Из рода Караевых - Леонид Ленч 2 стр.


2. ПИСЬМО ИЗ РОСТОВА

В таком состоянии Игорь добрел до своей Песчаной улицы и, звякнув железным кольцом, отворил калитку палисадника.

На крыльце хозяйского флигеля стоял Григорий Иванович, мещанин, домовладелец, у которого Ступины снимали трехкомнатный кирпичный домик. Григорий Иванович был в калошах и в нагольном недлинном полушубке, накинутом поверх белья. Под полушубком, открытые до колен, покойницки белели его тощие ноги в подштанниках с тесемками.

Строго посмотрев на гимназиста (они не ладили), Григорий Иванович сказал елейным голосом, стараясь казаться отечески благодушным:

- Мамаша у вас - одинокая дама, горькая вдовица. Вам бы следовало около ей сидеть, утешать мать хорошей беседой, а вы все по балам проказничаете, молодой человек, подобно попрыгунье-стрекозе, извиняйте уж, пожалуйста, за откровенность!

- Надо говорить "извините", а не "извиняйте"!

- Мы гимназиев не проходили! - ядовито сказал Григорий Иванович.

- Оно и видно!

Не удостоив Игоря ответом, Григорий Иванович стал с шумом, прямо с крыльца, справлять малую нужду.

Игорь сильно постучал в дверь. Она сейчас же отворилась, и Игорь понял, что Елена Ивановна не спала, ожидая его. Он вошел в маленькую прихожую. В милых, васильково-синих маминых глазах стояла тревога, веки покраснели и опухли от недавних слез. Случилась какая-то беда. Но какая?

- Дима прислал письмо! - сказала Елена Ивановна. - Его мобилизуют! Надо что-то делать!

Ася Пархаева, Павлик Орлов и все огорчения бала сразу вылетели у Игоря из головы.

Он взял письмо, лежавшее на столе в столовой, и быстро прочитал крупные четкие строки. Старший брат писал, что в ближайшие дни в белую армию, видимо, будет объявлен призыв студентов, имеющих отсрочки, и что его не спасет от этой мобилизации даже служба в Земском союзе. После этого короткого деловитого сообщения следовал нелепо и странно звучащий совет: "Тем не менее обо мне не беспокойтесь".

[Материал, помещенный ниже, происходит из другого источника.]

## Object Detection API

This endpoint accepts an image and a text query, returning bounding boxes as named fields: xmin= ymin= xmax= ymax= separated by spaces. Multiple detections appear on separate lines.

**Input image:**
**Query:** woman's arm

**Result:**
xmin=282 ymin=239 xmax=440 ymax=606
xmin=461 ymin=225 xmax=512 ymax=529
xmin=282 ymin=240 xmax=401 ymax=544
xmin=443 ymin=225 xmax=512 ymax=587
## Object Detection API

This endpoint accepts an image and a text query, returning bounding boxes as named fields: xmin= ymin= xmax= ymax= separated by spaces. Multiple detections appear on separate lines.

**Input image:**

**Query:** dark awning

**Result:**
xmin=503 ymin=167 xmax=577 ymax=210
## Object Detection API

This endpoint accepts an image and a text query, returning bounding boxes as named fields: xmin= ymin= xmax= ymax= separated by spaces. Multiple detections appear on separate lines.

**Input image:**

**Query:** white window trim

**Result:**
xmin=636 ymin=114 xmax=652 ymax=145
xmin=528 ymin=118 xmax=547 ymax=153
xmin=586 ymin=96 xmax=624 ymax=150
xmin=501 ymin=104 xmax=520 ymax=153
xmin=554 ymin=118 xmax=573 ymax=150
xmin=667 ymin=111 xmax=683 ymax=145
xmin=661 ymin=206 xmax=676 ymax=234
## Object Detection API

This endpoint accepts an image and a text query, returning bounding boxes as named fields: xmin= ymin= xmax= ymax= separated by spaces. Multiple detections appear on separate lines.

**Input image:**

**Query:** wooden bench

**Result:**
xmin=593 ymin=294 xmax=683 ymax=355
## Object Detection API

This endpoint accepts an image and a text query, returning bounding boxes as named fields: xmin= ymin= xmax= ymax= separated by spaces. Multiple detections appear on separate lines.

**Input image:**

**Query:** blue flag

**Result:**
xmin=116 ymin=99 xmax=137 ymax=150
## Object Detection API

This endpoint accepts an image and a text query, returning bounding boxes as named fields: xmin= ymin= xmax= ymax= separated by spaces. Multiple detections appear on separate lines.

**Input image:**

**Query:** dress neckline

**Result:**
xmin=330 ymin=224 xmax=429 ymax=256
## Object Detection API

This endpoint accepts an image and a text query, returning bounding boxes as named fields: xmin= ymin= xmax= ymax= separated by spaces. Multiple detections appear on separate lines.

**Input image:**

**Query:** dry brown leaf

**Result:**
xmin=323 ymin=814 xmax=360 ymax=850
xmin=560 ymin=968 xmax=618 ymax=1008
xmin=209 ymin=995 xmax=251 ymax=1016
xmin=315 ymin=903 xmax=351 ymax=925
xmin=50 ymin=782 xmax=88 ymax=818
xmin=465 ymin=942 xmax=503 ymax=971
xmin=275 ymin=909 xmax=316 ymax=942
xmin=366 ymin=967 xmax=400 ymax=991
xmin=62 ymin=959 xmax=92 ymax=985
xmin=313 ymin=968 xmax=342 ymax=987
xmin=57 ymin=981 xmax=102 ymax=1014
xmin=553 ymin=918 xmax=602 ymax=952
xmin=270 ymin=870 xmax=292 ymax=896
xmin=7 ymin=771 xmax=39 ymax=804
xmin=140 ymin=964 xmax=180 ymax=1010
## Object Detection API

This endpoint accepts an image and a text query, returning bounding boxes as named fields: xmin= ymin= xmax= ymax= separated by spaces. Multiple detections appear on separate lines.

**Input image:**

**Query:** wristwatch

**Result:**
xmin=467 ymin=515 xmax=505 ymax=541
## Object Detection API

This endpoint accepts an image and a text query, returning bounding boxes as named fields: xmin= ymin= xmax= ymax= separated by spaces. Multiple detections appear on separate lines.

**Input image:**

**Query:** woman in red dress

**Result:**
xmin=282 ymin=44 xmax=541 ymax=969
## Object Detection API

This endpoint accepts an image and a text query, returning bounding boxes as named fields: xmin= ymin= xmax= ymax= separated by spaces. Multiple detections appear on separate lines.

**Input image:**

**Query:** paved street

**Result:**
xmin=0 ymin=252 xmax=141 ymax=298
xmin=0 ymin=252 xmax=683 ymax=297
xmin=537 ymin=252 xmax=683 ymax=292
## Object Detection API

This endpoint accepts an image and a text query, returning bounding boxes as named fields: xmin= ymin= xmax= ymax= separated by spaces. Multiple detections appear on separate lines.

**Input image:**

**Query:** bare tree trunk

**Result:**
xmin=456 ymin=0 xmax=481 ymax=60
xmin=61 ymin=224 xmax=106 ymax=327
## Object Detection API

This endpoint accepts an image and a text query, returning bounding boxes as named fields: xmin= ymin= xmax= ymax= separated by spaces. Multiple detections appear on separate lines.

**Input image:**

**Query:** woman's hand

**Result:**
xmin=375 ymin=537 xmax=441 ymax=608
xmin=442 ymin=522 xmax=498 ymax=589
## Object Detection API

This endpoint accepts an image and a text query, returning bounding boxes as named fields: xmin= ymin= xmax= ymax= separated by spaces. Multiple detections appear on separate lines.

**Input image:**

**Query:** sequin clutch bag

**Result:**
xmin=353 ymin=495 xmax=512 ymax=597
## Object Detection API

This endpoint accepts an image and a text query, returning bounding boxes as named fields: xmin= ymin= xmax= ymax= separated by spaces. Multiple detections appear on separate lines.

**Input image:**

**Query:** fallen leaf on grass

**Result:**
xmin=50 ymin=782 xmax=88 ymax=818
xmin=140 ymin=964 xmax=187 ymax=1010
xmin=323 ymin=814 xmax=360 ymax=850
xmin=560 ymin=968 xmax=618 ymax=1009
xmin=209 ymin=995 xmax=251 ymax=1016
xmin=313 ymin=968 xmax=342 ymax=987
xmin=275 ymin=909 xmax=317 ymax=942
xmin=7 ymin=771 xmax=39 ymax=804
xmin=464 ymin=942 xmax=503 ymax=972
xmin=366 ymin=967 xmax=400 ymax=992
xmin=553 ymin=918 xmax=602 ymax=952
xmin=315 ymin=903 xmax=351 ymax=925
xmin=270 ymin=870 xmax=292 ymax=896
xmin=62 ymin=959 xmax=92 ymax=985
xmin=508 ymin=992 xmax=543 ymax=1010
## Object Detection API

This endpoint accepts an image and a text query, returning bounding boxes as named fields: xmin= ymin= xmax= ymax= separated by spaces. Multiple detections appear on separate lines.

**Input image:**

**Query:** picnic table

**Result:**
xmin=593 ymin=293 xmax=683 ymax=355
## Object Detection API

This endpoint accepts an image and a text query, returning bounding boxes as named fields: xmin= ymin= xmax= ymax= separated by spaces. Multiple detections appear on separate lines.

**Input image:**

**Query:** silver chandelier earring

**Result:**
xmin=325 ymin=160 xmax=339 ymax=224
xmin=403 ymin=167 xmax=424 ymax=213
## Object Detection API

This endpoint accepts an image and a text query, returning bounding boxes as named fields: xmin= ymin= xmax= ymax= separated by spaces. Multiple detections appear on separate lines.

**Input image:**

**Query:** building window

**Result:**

- Он погибнет! - сказала Елена Ивановна, прижав платок к глазам. - Попадет в самый водоворот и… погибнет!

Водоворот! Это слово часто произносилось в семье Ступиных. Первый раз, помнилось Игорю, произнес это слово отец - Сергей Ильич Ступин, военный врач Кавказского фронта, а до войны преуспевающий петербургский доктор, отличный музыкант-любитель (он играл на всех инструментах - от старинной пастушьей жалейки до рояля), замечательный рассказчик забавных историй и анекдотов. Друзья и знакомые так и звали его - "веселый доктор".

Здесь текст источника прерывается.